IN SEARCH OF LOST TIME IN DIDACTIC
Didactics; Comenius; Time.
This research, entitled "The Lost Time of Didactics," seeks to rethink didactics from the perspective of Comenius, understanding it not simply as a technique or method, but as a human event that still manifests itself in contemporary experience, which is permeated by logic, bureaucratic demands, and technology. The relevance of this research lies in its rediscovery of the original dimension of Comenius's art of teaching, a theoretical reference for a universal didactic: teaching everything to everyone. Drawing on a seminal 17th-century thinker, we propose reflecting on the meaning of didactics as it has evolved in and over time. Comenius is this voice that comes from the lost past, but resonates beyond its time. Thus, the research is situated at the intersection of pedagogy, philosophy, and literature, seeking a broader horizon for thinking about didactics. Thus, the meaning of didactics is recovered from the instrumental rationality that characterizes current education, redirecting it to its phenomenological dimension of experience, work, and creation. How can we understand the lost time of didactics? To consider this question, we begin with the hypothesis that the meaning of didactics lies in Comenius's original experience, the one that phenomenology invites us to experience from things themselves, as they appear to us.

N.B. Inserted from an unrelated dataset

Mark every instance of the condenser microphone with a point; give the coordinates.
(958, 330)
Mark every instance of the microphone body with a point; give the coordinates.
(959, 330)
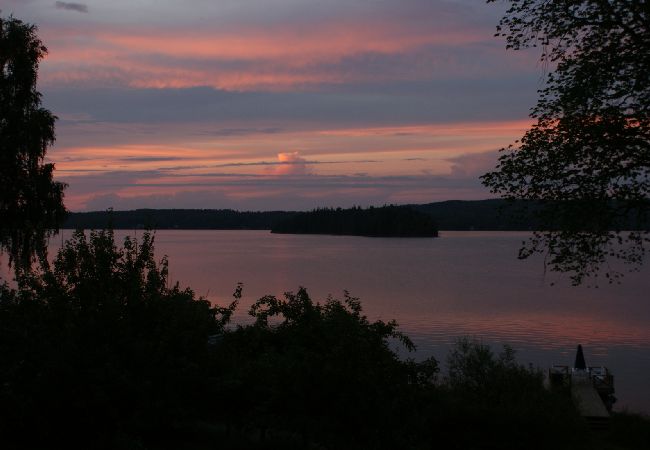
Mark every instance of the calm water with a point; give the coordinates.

In search of this lost time of didactics, we embrace the works of Marcel Proust (as an evocation of memory), Martin Heidegger (as an understanding of time), and Walter Benjamin (as narrative). It is in the unveiling and concealing of the very experience of Comenius's life and work that we strive to understand and enable the art of teaching everything to everyone. The methodology is phenomenological, bibliographical, and documentary. Thus, the research does not seek to repeat the past, but to give voice to the present, in which didactics manifests itself once again as a space for creation, encounter, and comprehensive education. In short, the lost time of didactics is not dead time, but time waiting to be recovered in the very act of teaching and learning. Recovering this meaning is to restore to education its dimension of art and coexistence, opening a path in which simplicity and complexity, narrative and experience, can once again intertwine.